Here is what’s inside a Li battery (Tesla, Panasonic?)
Thanks!
LeSving wrote:
The pressure tanks in Toyota’s hydrogen tanks still store more energy than an equivalent electric battery. It’s also much lighter. For aircraft I think cooling it down is the envisioned way of storage rather than pressure vessels. More or less the same technology is used for storing huge amounts of natural gas, although at higher temperatures than is required for liquid hydrogen. It’s a bit hard to imagine how this is going to work in practice though. All stranded aircraft will “leak” hydrogen that can ignite at any time. Certainly no solution for GA.
The trouble is cooling it down doesn’t work like natural gas, where if you pressurise it a bit it liquifies at quite a high temperature. Liquid hydrogen cannot exist as a liquid above 33K (-240 C) at any pressure, and having to use cryogenic gasses, especially ones cold enough to start freezing oxygen, brings in a galloping herd of new problems that perhaps you can tolerate if you’re sending 3 people to the Moon, but you’re not going to tolerate for an aircraft that is expected to be used day in, day out.
Even liquid hydrogen isn’t volumetrically dense – you get about 0.07kg per litre (compared to avgas – about 0.7kg per litre) so you still need huge amounts of tankage for liquid hydrogen to get the same amount of energy as avgas – and now they have to be cryogenic storage also!

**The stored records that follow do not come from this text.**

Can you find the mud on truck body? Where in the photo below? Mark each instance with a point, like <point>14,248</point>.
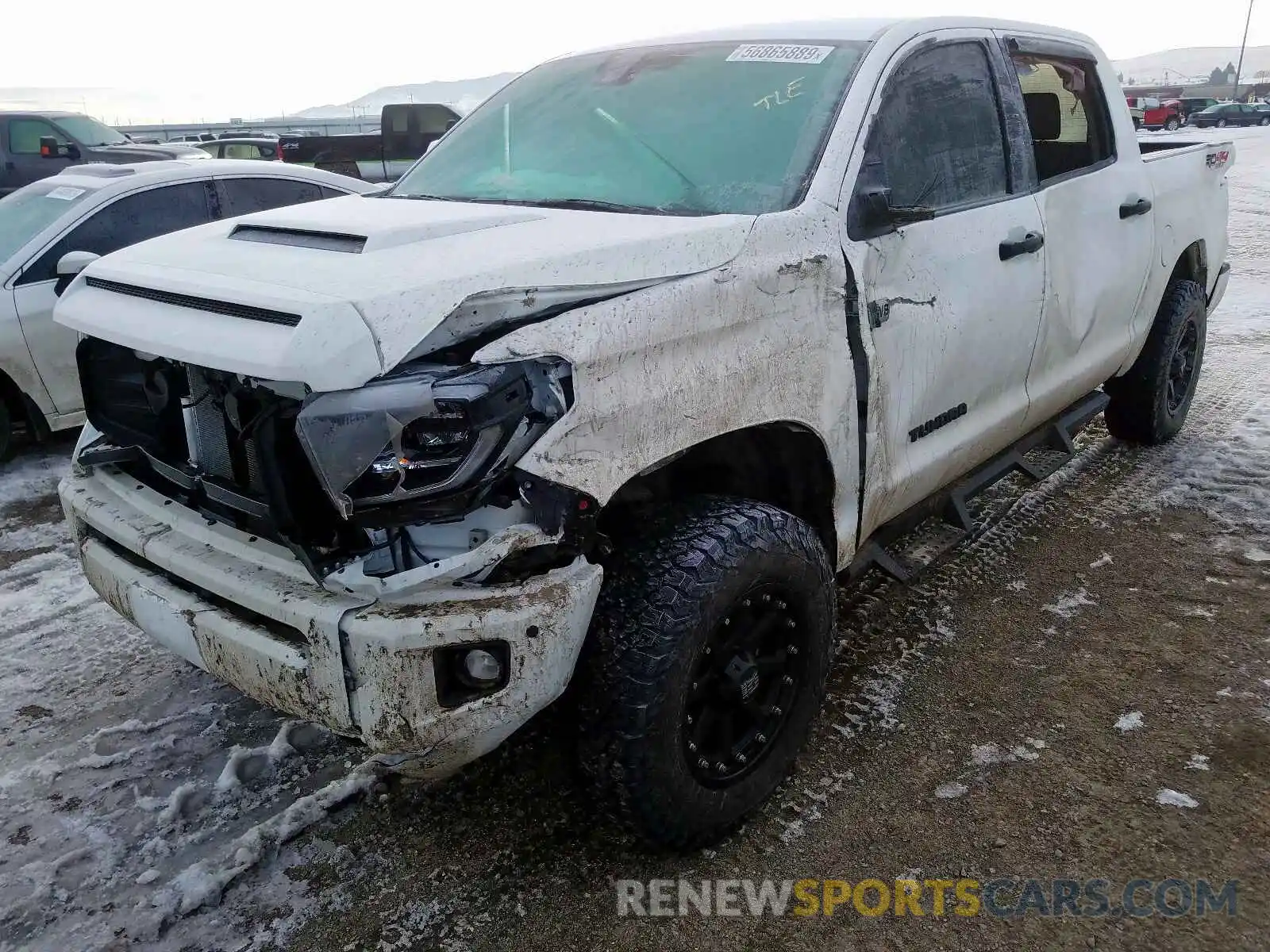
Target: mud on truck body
<point>615,382</point>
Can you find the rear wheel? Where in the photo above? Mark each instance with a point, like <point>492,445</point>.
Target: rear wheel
<point>1151,401</point>
<point>705,666</point>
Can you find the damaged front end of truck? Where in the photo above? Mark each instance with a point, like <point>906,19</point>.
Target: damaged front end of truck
<point>362,486</point>
<point>368,558</point>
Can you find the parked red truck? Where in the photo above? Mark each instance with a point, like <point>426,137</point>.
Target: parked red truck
<point>1151,113</point>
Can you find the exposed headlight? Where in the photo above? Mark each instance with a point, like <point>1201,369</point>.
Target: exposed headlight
<point>429,431</point>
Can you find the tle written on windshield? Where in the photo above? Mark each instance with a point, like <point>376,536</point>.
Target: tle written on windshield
<point>702,129</point>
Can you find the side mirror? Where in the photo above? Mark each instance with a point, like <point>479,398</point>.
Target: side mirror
<point>51,149</point>
<point>876,209</point>
<point>69,266</point>
<point>879,216</point>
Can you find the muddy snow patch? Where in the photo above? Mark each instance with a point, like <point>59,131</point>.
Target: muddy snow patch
<point>1070,603</point>
<point>1172,797</point>
<point>986,754</point>
<point>1130,721</point>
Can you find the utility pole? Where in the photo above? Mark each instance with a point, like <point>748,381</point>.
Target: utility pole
<point>1238,70</point>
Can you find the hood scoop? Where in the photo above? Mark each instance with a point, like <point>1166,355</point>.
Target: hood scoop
<point>298,238</point>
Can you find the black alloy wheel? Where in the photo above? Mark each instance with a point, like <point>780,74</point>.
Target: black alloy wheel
<point>1181,368</point>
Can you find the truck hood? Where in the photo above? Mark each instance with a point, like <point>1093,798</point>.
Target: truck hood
<point>337,292</point>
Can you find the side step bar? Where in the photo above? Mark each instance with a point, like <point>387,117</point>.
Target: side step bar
<point>952,505</point>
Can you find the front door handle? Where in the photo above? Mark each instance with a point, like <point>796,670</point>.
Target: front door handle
<point>1130,209</point>
<point>1032,243</point>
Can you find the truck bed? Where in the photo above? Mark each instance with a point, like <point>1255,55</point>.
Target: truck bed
<point>1157,149</point>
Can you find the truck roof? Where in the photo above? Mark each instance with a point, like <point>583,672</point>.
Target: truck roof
<point>46,113</point>
<point>845,29</point>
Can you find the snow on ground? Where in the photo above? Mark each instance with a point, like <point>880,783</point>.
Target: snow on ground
<point>133,789</point>
<point>1172,797</point>
<point>1128,723</point>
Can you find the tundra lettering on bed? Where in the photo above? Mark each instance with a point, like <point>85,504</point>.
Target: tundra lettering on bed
<point>592,397</point>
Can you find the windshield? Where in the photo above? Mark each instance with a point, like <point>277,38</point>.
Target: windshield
<point>698,129</point>
<point>29,211</point>
<point>89,132</point>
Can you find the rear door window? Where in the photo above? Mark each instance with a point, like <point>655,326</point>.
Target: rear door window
<point>260,194</point>
<point>1067,113</point>
<point>126,221</point>
<point>937,141</point>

Hydrogen is a complete non-starter for aviation, apart from things that are highly specialised (such as the Apollo service module). Even the Saturn V didn’t use hydrogen for its 1st stage (that was RP1, basically kerosene, and LOX) because liquid hydrogen has such a tragically poor volumetric energy density.
Really, the only practical way to use hydrogen for typical every day transport is to attach the hydrogen atoms to a carbon atom.